7. RFID and Serialization Strategy and Road Map. If physical goods move through your supply chain, RFID should interest you. If you have SAP anywhere in your stack (not just as SCM), you’ll want to know how SAP plans to handle RFID, since RFID data can touch many SAP applications.
8. Leveraging SAP ERP to Drive Success for Midsize Manufacturers. There are hundreds of thousands of midsize global manufacturers who are behind their North American peers in terms of IT adoption. It’ll be interesting to learn SAP’s value proposition for this segment in more detail, because it might somehow inform SAP’s Asia-facing strategy in the years to come.
9. SAP for Utilities at CenterPoint Energy, Inc. Smart Grid is going to turn the utilities industry upside-down. Imagine being able to monitor your meter the same way you monitor your Vonage phone, and you get an idea of what’s waiting.
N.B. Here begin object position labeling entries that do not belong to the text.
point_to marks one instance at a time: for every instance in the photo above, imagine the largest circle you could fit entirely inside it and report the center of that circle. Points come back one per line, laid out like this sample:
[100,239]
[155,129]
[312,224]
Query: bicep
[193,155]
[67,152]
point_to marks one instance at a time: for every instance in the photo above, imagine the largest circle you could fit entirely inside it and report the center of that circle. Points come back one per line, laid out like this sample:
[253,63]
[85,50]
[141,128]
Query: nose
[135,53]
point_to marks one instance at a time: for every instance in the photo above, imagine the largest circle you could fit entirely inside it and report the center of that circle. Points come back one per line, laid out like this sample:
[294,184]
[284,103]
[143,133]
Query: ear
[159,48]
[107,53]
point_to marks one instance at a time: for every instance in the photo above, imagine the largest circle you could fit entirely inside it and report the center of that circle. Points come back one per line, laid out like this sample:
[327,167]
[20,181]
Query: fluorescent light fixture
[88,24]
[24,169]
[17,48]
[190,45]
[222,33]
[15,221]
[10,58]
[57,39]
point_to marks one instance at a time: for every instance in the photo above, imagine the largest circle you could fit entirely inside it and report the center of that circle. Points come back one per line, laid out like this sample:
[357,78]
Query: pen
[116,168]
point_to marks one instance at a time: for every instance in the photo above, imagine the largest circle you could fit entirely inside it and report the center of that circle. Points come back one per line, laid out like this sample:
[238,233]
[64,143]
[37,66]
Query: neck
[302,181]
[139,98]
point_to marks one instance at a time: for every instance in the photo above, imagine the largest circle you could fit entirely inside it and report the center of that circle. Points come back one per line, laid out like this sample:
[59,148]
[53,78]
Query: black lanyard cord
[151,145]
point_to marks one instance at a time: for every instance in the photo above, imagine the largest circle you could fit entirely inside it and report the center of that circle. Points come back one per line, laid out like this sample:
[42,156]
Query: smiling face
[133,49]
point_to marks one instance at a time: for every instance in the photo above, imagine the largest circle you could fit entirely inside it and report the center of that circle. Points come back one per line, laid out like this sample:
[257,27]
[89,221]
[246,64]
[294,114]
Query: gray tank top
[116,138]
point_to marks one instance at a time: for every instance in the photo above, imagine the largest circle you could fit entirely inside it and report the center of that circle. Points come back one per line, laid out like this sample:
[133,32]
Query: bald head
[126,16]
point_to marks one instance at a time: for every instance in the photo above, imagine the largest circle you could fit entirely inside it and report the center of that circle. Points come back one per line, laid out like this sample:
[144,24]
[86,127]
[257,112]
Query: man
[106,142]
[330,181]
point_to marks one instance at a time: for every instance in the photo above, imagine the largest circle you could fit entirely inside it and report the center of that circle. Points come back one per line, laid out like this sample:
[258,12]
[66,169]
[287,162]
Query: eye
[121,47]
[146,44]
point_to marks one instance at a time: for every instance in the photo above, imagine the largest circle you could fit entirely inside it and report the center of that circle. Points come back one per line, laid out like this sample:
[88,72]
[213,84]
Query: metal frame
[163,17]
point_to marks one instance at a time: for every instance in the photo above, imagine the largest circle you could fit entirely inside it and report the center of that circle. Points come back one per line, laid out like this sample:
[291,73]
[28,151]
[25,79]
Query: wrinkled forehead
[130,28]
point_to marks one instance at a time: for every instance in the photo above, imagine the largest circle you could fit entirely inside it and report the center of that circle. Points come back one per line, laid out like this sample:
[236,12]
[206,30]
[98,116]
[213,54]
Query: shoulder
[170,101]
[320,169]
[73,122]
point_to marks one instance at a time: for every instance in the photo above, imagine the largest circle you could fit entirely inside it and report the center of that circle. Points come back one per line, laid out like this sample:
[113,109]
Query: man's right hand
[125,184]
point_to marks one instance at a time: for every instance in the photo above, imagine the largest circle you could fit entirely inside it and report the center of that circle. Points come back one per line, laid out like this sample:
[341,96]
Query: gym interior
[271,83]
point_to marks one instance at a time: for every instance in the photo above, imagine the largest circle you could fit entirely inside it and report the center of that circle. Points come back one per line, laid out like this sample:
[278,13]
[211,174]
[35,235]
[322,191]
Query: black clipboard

We recently talked to Bob Frazier of CenterPoint recently, and he’s got a great story to tell about what’s going on in this space.
10. Security Open Forum: Security is at the top of CIO agendas year after year, and this session taps Halliburton, Coca-Cola, and The Home Depot to share risk management ideas and strategies with the community.
Demir Barlas, Site Editor
SAP’s Business Objects unit suffered a black eye recently. DMReview.com was forwarded a copy of an email from Business Objects to some of its customers that read, in part:
“As we look back the past several weeks, it is painfully obvious that our internal system issues have brought challenges and unwanted distractions to your ongoing operation of Business Objects software solutions…many customers have not been able to receive our technologies in a timely manner. You have our most sincere apology…”
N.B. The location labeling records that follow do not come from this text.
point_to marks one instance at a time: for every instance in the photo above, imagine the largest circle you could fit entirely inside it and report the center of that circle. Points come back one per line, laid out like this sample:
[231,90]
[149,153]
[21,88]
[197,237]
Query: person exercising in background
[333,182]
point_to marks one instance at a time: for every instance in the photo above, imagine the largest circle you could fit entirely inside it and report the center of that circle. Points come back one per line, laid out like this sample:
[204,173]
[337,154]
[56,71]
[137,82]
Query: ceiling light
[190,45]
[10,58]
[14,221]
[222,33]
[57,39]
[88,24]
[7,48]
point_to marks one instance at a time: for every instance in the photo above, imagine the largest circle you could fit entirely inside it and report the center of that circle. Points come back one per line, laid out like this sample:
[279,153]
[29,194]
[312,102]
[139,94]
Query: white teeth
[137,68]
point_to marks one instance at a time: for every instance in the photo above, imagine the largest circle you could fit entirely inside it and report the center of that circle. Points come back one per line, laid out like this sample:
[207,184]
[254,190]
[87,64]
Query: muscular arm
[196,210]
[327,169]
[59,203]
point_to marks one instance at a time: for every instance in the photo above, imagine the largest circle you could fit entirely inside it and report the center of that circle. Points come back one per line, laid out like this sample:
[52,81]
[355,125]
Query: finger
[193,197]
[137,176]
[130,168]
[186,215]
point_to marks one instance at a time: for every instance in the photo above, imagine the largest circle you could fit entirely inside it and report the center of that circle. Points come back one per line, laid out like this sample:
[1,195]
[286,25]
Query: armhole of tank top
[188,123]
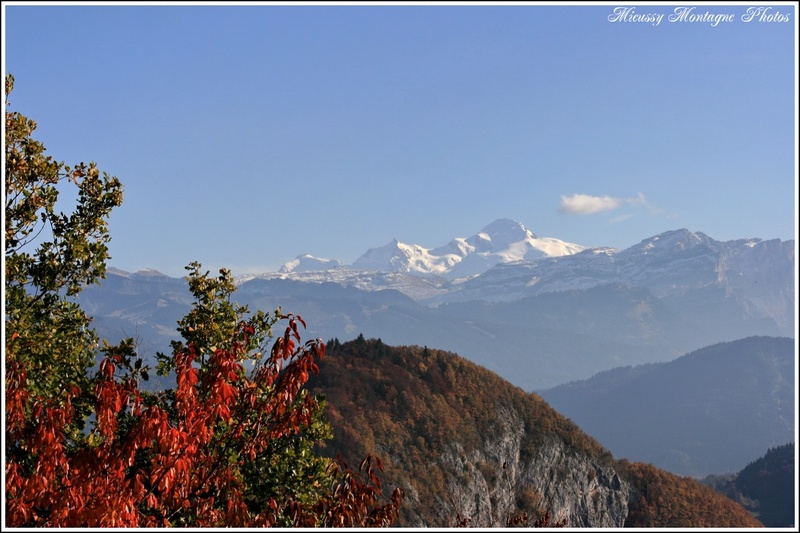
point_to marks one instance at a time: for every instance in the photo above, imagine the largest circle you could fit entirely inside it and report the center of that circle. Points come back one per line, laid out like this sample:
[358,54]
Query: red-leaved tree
[181,456]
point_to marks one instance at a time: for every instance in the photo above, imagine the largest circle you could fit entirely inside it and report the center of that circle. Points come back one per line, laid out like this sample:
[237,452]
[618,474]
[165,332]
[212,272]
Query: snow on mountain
[757,273]
[502,241]
[306,263]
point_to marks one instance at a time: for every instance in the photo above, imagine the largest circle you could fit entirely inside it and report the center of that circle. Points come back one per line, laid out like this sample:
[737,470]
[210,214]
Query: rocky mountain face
[469,447]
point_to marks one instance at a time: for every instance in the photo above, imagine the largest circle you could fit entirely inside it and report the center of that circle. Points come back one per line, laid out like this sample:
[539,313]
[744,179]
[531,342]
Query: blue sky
[246,135]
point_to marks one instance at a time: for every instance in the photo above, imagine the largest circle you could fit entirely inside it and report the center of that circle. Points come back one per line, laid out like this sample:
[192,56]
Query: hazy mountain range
[539,312]
[543,313]
[709,411]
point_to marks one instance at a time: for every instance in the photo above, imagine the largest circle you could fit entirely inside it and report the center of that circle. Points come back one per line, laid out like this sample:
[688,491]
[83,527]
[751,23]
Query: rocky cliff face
[490,484]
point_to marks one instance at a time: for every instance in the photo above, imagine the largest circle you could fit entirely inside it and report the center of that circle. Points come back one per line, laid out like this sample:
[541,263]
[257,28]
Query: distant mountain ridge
[502,241]
[564,317]
[465,444]
[505,261]
[709,411]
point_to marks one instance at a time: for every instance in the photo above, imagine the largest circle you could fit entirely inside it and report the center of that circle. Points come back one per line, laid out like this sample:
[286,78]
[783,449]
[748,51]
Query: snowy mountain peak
[505,230]
[502,241]
[307,262]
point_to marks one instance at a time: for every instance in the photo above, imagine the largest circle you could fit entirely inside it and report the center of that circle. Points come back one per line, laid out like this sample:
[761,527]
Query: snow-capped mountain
[757,273]
[571,311]
[307,262]
[502,241]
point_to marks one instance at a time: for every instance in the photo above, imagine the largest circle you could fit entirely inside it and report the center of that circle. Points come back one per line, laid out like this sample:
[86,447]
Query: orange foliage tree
[231,444]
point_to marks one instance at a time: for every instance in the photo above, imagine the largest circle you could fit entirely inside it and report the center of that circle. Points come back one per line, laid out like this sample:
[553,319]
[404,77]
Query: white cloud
[585,204]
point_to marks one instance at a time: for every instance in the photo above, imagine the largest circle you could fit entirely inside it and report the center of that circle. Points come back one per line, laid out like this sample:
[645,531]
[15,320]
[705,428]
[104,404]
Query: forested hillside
[465,445]
[708,412]
[765,487]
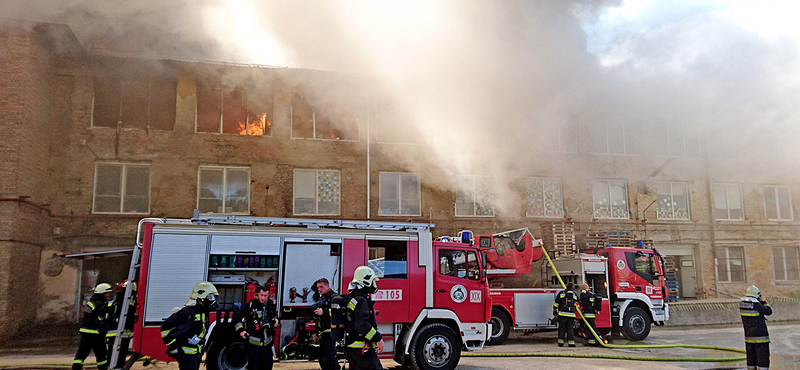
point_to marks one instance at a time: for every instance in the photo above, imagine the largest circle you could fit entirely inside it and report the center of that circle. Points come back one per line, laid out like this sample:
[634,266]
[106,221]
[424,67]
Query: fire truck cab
[432,300]
[630,282]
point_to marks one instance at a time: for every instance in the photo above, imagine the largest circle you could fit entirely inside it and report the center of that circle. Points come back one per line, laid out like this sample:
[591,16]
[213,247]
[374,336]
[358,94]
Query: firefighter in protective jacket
[324,316]
[363,341]
[93,329]
[753,309]
[564,308]
[590,305]
[256,322]
[184,331]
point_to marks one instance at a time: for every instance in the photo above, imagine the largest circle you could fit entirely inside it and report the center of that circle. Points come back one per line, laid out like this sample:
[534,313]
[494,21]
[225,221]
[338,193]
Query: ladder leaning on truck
[432,303]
The email was signed by Pascal Clement, SAP/Business Objects’ VP of Enterprise Information Management. After the email came out, Business Objects went into damage control mode with DMReview by issuing a statement to the effect that only a few (they didn’t say how many) Business Objects customers had been impacted. There was also no clarification on what had caused the service delivery problems.
Combined with the fact that “the Business Objects sales organization may have missed its Q1 targets by a wide margin in North America,” according to analyst Patrick Walravens of JMP Securities, the service failures are bad news for both SAP and Business Objects–especially when you consider how well Business Objects’ old rival, Cognos, seems to be doing at IBM after Big Blue snapped it up earlier this year. IBM’s software revenue is up $4.8 billion, or 14 percent, year-over-year, and IBM executives named Cognos as a big part of that success.